Вдруг Феррагюс ринулся по полю.
— Разрешите?
Пьер прицелился. Раздался выстрел. Мчавшийся кролик перекувырнулся через голову и упал. Видно было его жалкое беленькое брюшко.
LII
Все трое — Бланш, Полетта и дядюшка — сидели в игорной комнате и вертели столик. Пьер разозлился. Он пришёл голодный, устал до чёртиков, и никто не спрашивает, что он настрелял. Он всё-таки объявил мимоходом: «Два кролика, три дрозда и перепёлки…»
Ну что это ещё за мания — вертеть столы! Нечего сказать, хорошенькое занятие! Просто смех! И ради этого столоверчения Бланш сидит рядом с Полеттой, тогда как с ним Бланш больше не желает разговаривать. И тут же пристроился этот старый простофиля, крёстный Паскаля.
Жене Пьер устроил сцену по всем правилам. Она просто не могла опомниться от изумления. Какая муха его укусила? Господин учитель просто неузнаваем!
— Да будет тебе! — сказала она. — Ведь это просто так, чтобы время провести. Что тут дурного?
— Ах так! Интересно знать, что об этом думает твой духовник.
— Какой ты глупый! Прежде всего, у меня нет духовника. Я исповедуюсь у разных священников, у кого придётся.
— Да ведь это столоверчение — грубейшее суеверие! Неужели ты в него веришь?
— Нет, конечно. Духи являются по вызову, стучат: один раз — а, два раза — б… Нет, не верю. Но столик действительно вертится. Даю слово!
— Ах, оставь пожалуйста!
— Да, право же, вертится. Это чисто физическое явление. Есть такой флюид… Получается как с электричеством, когда его ещё не знали. И вот лучшее доказательство: ведь столик-то плохой проводник.
— Перестань ты! Тошно слушать. Вытащили теперь какие-то физические объяснения.

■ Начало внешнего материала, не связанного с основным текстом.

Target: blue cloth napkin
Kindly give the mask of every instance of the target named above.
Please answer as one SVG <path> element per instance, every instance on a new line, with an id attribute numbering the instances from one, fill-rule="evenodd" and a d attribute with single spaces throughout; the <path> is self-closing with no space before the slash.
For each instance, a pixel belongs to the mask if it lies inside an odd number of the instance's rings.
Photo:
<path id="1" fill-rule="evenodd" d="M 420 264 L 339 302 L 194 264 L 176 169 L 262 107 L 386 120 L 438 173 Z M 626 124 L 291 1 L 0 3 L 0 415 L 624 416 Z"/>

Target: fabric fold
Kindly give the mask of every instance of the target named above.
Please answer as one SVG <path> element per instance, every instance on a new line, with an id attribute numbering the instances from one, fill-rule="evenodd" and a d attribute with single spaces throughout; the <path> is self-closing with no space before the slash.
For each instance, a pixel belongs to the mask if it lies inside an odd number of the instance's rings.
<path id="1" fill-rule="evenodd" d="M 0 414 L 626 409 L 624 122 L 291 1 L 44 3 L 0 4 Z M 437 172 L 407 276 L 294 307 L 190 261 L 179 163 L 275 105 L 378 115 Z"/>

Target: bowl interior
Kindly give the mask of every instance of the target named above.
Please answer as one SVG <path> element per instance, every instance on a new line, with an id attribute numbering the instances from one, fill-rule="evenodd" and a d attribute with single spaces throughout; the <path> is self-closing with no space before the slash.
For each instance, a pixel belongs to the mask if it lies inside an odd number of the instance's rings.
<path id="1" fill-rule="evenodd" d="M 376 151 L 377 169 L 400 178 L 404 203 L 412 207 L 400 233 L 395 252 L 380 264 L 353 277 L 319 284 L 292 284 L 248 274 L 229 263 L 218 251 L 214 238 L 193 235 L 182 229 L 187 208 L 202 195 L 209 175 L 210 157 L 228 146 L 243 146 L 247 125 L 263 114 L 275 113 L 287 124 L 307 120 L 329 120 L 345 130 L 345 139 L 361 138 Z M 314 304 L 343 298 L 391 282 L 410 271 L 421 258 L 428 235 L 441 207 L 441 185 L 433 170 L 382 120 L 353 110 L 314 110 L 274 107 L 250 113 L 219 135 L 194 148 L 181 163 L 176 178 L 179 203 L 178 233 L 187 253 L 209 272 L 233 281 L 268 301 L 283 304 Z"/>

И мадам Пейерон тоже в это верит?
По правде говоря, близость, установившаяся между Полеттой и Бланш, раздражала его гораздо больше, чем вальсирующий столик. Для него эта дружба была словно пощёчина. Как и всё, что исходило от них. Их разговоры. Их молчание. А дядюшка-то! Смешно смотреть, как он топорщится, ухаживает…
За обедом Пьер был очень мрачен. Перед десертом не выдержал, встал из-за стола. У Полетты слегка передёрнулось лицо.
— Ты уходишь? А сладкое?
— Шоколадный крем! — многозначительно сказал Паскаль.
— Хочется побыть одному.
— Ах, как мило! — со вздохом сказала Полетта. — Ведь ты целый день был один на охоте, неужели тебе этого мало?
Пьер пожал плечами и, подходя к дверям, заметил, что дядюшка обернулся и смотрит ему вслед. И этот туда же!
В семейном быту самое главное терпеливо сидеть за столом. Можете друг друга ненавидеть, не выносить, но не вставайте из-за стола перед десертом. Любопытно: в сорок один год Пьера возмущали те же правила, что и в юности.
Подобные же сцены происходили у него и с матерью: его тоже охватил зуд нетерпения, когда он перешёл в старший класс и ему открылись глубины философии и женская прелесть. Но теперь-то ради кого и ради чего он убегал? Просто хотелось уйти подальше от людей, в тишину ночи и парка.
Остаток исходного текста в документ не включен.